New Zealand leader, sportsman (1896–1965)

Te Rangiātaahua Kiniwē Royal (23 August 1896 – 8 July 1965) was a notable New Zealand tribal leader, land officer, Māori welfare officer, soldier, and sportsman.

== Biography ==
Of Māori descent, Royal identified with the Ngāti Raukawa and Ngāti Tamaterā iwi. He was born the seventh of ten children in Muhunoa, Manawatū, New Zealand, in 1896. In 1912, he became the country's first Māori scoutmaster.

While living in Rotorua, Royal enlisted in 1917 and achieved the rank of lieutenant before being discharged in May 1919. He was involved in various sports and was married in August 1921.

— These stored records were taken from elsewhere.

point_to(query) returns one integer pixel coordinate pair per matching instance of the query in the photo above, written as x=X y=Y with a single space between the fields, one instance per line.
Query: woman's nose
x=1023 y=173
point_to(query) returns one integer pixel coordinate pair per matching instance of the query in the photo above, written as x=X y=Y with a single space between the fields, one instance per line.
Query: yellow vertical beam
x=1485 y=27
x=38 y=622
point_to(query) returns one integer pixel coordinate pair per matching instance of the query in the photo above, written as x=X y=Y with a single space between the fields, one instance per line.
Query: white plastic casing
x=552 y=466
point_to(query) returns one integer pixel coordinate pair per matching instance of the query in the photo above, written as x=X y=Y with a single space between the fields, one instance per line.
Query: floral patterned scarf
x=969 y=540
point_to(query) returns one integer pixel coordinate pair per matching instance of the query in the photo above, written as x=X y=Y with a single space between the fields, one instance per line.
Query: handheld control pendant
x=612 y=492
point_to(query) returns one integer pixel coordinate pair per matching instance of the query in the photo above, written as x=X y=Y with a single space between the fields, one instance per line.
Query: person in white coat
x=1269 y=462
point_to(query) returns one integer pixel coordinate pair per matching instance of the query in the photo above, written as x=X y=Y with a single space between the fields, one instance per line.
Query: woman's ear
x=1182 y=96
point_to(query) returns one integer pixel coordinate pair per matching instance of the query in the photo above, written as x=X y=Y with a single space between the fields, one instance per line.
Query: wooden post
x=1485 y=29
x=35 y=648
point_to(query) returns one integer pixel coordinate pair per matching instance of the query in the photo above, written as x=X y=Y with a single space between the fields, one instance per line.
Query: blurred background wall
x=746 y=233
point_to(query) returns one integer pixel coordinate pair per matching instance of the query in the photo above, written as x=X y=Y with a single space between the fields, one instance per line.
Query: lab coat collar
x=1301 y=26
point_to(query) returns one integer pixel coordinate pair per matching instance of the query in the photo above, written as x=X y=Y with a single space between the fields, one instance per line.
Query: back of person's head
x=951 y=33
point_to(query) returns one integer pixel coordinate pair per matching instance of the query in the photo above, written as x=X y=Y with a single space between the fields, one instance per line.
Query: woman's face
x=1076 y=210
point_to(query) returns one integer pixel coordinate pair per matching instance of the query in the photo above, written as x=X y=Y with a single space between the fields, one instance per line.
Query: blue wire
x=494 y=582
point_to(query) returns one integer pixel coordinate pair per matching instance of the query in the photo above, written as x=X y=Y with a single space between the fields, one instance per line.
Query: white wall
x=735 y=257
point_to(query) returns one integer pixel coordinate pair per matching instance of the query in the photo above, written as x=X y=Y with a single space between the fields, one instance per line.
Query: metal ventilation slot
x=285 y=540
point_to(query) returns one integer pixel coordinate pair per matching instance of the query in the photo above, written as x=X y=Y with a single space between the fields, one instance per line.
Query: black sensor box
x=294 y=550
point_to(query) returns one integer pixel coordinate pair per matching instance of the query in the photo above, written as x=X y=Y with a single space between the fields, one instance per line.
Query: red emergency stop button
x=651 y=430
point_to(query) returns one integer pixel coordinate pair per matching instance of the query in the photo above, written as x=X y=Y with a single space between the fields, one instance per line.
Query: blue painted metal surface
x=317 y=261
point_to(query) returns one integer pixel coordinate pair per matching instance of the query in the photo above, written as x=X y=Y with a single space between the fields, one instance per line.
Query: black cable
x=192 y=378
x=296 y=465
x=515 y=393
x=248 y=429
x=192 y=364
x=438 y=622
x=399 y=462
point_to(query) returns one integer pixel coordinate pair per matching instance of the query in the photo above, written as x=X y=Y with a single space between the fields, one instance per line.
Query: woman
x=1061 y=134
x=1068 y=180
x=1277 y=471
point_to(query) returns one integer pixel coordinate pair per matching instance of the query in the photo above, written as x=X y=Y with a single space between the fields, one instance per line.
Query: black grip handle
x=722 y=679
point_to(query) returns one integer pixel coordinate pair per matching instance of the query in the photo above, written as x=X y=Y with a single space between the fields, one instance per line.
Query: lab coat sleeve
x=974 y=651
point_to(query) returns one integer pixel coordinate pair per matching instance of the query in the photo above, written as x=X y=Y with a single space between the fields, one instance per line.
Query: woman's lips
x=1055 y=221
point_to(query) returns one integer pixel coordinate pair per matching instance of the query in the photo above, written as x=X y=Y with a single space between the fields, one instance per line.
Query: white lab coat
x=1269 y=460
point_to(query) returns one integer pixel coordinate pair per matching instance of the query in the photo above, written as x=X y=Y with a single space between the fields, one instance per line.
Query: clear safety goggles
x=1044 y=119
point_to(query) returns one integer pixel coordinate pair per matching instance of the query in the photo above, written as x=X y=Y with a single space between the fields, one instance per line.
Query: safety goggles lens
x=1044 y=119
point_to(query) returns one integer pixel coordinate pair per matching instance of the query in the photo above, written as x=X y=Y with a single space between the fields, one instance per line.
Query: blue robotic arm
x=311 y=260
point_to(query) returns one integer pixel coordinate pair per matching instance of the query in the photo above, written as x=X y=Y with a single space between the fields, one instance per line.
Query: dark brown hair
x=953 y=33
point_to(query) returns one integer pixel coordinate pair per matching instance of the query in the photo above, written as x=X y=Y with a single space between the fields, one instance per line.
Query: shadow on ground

He reenlisted in 1939 and finished training with the rank of captain within the newly formed Maori battalion before seeing service in Greece, Crete, and Libya. He led several rearguard actions during the chaotic defence of Greece.

During the Battle of Crete, leading two companies of the Māori Battalion, he overran the advance of I Battalion, 141st Gebirgsjäger Regiment allowing the 5th New Zealand Brigade to escape. Once everyone was safe, he led a retreat 24 miles (39 km), with only two men to be killed, and eight wounded, all of who later recovered. He was awarded the Military Cross for service in Crete.

He was wounded in Libya, earning him a bar for the MC. He later returned to help with training in New Zealand, and was discharged in 1944 having achieved the rank of major and worked in Maori welfare until he retired in 1956. In 1953, Royal was awarded the Queen Elizabeth II Coronation Medal. In the 1964 New Year Honours, he was appointed an Officer of the Order of the British Empire, for services to the Māori people.

He was survived by his wife, Irihapeti (Elizabeth) Te Puhi-o-Rākaiora Taiaroa (known as Puhi), "three daughters and two sons. Both sons served overseas, one in the Air Force, the other in the last reinforcement to the Maori Battalion".